2.2 Analysis of acoustic propagation system
FIG. 4 shows the frequency response of the acoustic propagation system HRTFs of the OSD system for various elevation angles. There are some noticeable dips in the band above 5 kHz. The frequency with the dip increases as the elevation angle of the control transducer increases (upward) in the first hemisphere and then decreases again as the elevation angle increases (downward) in the second hemisphere. The frequencies with these dips are almost symmetric with respect to the frontal plane and are therefore likely to be the cause of inversion in the front-rear direction. On the other hand, the frequency with dip is significantly different in the vertical direction. Therefore, from the viewpoint of the similarity of spectral shapes, it is considered that the vertical reversal is much less likely to occur than the front-rear reversal.
[0012]
In general, the frequency response is stronger in the first hemisphere than in the second half. This region is considered not very useful as the position of the control transducer, as the response in the lower lower hemisphere has numerous dips and is generally weak. On the other hand, the region centered around the elevation angle of 90 ° (between the elevation angle of 60 ° and 120 °) is notable because the acoustic propagation system has a relatively flat and smooth response without significant dip. This characteristic of acoustic propagation system provides an additional physically supported advantage over simply being on the boundary of the front and rear spheres. The disadvantage of the overhead position is that the high frequency response above 12 kHz is weak compared to the high frequency response in the forward direction.
[0013]
The frequency response of the sound propagation system of the SD system with respect to various elevation angles is shown in FIG. The general trend is the same as the OSD system, except that the control converter for the SD system has a weaker response above 12 kHz. In fact, the elevation angle dependence of the spectral shape is relatively constant regardless of the azimuth direction. This can also be seen from the literature [4] showing the response in the azimuth direction ± 50 ° and the response in the median plane direction (FIG. 6). The most notable azimuth dependency is that as the sound source moves away from the median plane, the slope formed by the dip in the frequency response becomes more gradual as the elevation angle changes.
[0014]
FIG. 7 shows the condition number of the acoustic propagation matrix of the OSD system and the SD system. Although FIG. 7a suggests that the front hemisphere is a better position for the control transducer, this may be the result of an ideal OSD discretization optimized for the front hemisphere. Although the image is unclear due to the uncontrollable region inherent in the SD system around 10 kHz to 12 kHz, FIG. 7 b also suggests similar results. It is noteworthy that this bad frequency coincides with a characteristic dip having elevation dependence around 0 ° and ± 180 ° (horizontal plane). This may explain the tendency of a stronger bias error in the horizontal direction by the SD system.
3. Dynamic cues
It is also known that if the determination of whether the sound comes from the front or the back is ambiguous with spectral cues, the listener may use dynamic changes in the cues due to head movements.

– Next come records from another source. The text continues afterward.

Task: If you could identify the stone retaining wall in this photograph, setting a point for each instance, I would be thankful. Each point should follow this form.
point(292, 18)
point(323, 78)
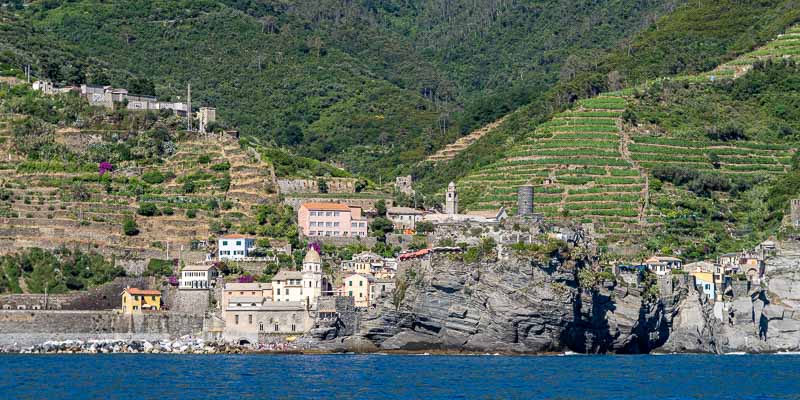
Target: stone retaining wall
point(26, 328)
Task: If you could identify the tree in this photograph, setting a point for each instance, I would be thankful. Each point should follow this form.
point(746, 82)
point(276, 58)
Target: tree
point(380, 208)
point(147, 209)
point(424, 227)
point(380, 227)
point(322, 185)
point(129, 226)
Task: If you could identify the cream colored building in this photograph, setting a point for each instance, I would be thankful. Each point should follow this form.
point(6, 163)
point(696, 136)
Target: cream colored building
point(359, 287)
point(255, 289)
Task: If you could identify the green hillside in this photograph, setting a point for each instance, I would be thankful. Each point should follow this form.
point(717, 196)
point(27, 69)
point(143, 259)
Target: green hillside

FIG. 8 shows the interaural time difference (ITD) associated with the horizontal rotational movement of the head, which may be used for longitudinal identification. In addition, the horizontal rotational movement of the head is the most likely movement in the localization process of an object by all senses including vision. The ITD is calculated in the same way as described in [4]. The sound source is set at 10 ° intervals from an elevation angle of 0 ° to 90 ° on the median plane. In order to illustrate the change in ITD due to the sound source in the upper hemisphere, the ITD when the head rotates horizontally from −180 ° to 180 ° is indicated by coordinates. The ITD change due to the sound source in the lower hemisphere shows a similar trend, but is not illustrated here. The slope of the ITD curve indicates a dynamic change in ITD depending on the elevation angle. The front sound source direction almost always has a negative change, and the rear sound source direction shows a positive change.
[0015]
As has been used in many past cases, when the control transducer is at an elevation angle of 0 ° (front of the horizontal plane), the horizontal rotational movement of the head is always a negative ITD change, more specifically an elevation angle of 0 °. Produces a negative value corresponding to the front sound source. This is illustrated in FIG. 9a which shows an example of the change in ITD with horizontal rotation from −40 ° to 40 °. However, when the control transducer is at an elevation angle of 90 ° (on the frontal surface), there is no ITD change due to horizontal rotational motion (FIG. 9b). This is only true when the sound source is directly above or below the head in the actual sound environment. Therefore, the horizontal rotational movement does not give additional information to resolve anteroposterior ambiguity, but it gives 'false' cues that lead to systematic bias errors (in this example, forward bias). There is no.
[0016]
For the synthesis of the virtual sound environment, basically the head movement needs to be limited unless the control filter is adjusted according to the head movement. However, particularly under actual conditions, there are often uncontrollable head movements and control filter adjustment errors that should be adjusted in response to head movements. Therefore, placing the control transducer in the frontal plane, particularly in the upper hemisphere (over the head), has an advantage over other positions.
4). Other considerations
It is a well-known phenomenon that when a listener cannot clearly determine the height of a sound source, the person tends to take a direction in the horizontal plane as a default because it is most likely in the real sound environment. Therefore, the concern about the occurrence of biased recognition in the vertical direction is alleviated to some extent.
[0017]
When presenting virtual visual information along with acoustic information to the subject, it is desirable to avoid the transducer being present in the listener's field of view. This is particularly important for systems aimed at presenting virtual visual information over the entire field of view of the listener. This means that elevation angles between -90 ° and 90 ° should be avoided (FIG. 10).
5). Subject experiment
The above analysis strongly suggests that an elevation angle of 90 ° (in the frontal plane of the upper hemisphere) has a number of advantages and can be a powerful alternative to the normal elevation angle of 0 ° (in the front horizontal plane). doing. A set of subject evaluations was conducted to demonstrate this finding. A localization experiment using the OSD system was performed in both directions of elevation angles of 0 ° and 90 °. In addition, a localization experiment was performed when there was false dynamic information caused by the rotational movement of the head.
5.1 Experimental method
The inverse filter was realized using a digital signal processor. Among many methods described in the literature [2], the inverse filter H is designed based on a single 2-by-2 acoustic propagation matrix. Three young adults with normal hearing and no history of hearing disease participated as paid subjects. The evaluation was performed in an anechoic chamber.
[0018]
Since it is the most basic element that constitutes a complex sound environment, an investigation was made on the realization of one incident sound wave coming from various directions. Pink noise was used as the sound source signal because of its flat response on the logarithmic frequency axis. The HRTF database [5] measured at the MIT media lab was used for the binaural filter corresponding to the direction of arrival of each sound wave.
[0019]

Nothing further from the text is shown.